Где-то совсем близко слышится оглушительный колокольный перезвон. Путешественники встают. Дорога здесь расширяется, так что Эме и Раиса могут поддерживать старика с обеих сторон. Он шагает дальше. Вскоре они видят указатель:

НУРИЯ-ПУСТЫНЬ, 3 КМ

Шрифт странный… Эме выбрал свой путь, он выиграл партию. Партия… Ах да! Это слово сказал Пюиг: «Где бы ты ни был, даже если ты совсем одинок, ты должен олицетворять всю партию». Что ж, это справедливо. Справедливо для всех партий. Всю партию. Всего человека!

Среди шпилей проглядывает черепица. Лонги, Раиса и ее дедушка окружены солдатами в серых мундирах. Нет. Это невозможно! Это же немцы! Да, да, именно немцы! Ведь на них не жеваные кепи карабинеров! Это не Guardia civil. Ах нет! Они говорят по-испански! Это самая настоящая Guardia civil. Достаточно взглянуть на их ноги. Они носят эспадрильи.

 

В этот вечер канадский лейтенант Эме Лонжюмо — Мон-Рояльский стрелковый полк — лег спать в жеронской carcero duro.

Жерона — красивый город, тюрьмы там не такие большие, как церкви, но народу в них так же много, как и в церквах.

В камеру в два метра шириной, вся меблировка коей состояла из параши, втолкнули Эме и еще пятерых беглецов — один из них был американец.

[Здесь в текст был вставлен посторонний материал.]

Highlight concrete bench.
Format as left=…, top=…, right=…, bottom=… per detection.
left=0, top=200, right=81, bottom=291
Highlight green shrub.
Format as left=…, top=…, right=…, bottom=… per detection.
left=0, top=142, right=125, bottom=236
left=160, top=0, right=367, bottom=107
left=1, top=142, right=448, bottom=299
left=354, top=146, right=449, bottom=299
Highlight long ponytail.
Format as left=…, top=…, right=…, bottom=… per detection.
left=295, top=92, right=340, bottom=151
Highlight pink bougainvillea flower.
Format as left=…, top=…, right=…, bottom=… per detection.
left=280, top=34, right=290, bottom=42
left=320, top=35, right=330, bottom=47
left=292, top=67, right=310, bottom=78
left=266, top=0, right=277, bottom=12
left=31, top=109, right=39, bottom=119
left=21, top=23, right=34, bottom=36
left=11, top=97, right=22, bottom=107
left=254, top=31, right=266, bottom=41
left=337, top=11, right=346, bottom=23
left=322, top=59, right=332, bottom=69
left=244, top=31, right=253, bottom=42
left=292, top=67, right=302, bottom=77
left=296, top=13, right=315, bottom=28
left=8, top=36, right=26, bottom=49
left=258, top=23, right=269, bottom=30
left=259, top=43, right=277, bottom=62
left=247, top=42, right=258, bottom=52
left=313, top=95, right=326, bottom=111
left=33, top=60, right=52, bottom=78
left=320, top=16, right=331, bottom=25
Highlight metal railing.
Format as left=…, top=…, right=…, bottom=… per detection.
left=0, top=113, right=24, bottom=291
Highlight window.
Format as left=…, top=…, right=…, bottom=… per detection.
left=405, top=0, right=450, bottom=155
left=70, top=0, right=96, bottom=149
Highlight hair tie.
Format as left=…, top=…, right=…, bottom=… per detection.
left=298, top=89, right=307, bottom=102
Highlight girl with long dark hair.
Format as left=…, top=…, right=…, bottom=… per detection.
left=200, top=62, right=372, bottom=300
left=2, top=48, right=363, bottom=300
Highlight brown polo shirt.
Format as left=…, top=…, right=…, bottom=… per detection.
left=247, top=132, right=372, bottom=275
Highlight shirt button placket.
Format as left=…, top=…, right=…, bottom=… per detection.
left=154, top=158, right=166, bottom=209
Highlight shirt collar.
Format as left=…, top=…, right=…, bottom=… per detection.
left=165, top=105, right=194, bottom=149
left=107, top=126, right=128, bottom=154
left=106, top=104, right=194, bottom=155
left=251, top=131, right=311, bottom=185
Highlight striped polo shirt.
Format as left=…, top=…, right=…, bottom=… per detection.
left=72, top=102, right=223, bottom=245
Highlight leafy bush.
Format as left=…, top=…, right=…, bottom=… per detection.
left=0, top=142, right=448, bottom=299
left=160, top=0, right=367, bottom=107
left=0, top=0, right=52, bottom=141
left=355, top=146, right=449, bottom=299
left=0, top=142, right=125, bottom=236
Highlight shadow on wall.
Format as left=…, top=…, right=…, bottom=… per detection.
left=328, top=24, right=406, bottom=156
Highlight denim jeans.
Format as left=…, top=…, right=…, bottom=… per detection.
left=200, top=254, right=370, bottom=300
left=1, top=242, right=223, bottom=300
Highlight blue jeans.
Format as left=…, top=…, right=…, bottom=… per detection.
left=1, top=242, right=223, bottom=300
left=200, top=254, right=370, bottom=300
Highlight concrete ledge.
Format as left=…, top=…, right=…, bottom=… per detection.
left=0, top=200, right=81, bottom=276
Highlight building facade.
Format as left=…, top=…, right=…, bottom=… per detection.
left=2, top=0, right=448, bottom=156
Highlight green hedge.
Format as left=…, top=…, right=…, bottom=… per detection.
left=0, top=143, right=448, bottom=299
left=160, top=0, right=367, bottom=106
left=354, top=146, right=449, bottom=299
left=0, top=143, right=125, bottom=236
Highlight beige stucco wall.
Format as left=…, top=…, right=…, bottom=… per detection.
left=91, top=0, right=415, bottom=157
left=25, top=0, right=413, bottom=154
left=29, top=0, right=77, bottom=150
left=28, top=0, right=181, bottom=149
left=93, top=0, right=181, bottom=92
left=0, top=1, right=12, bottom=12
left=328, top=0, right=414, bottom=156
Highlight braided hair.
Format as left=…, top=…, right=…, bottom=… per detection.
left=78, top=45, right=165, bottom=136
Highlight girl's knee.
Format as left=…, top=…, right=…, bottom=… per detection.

Дела Эме уладились на другой же день. La mañana — отличный эквивалент немецкого Morgen früh. Эме вспоминает об учебнике испанского языка аббата Нумы и Пюига.

— Mi casa es suya. Мой дом — ваш дом.

И мысленно улыбается перед тем, как погрузиться в сон, такой же глубокий, как озеро Каранса.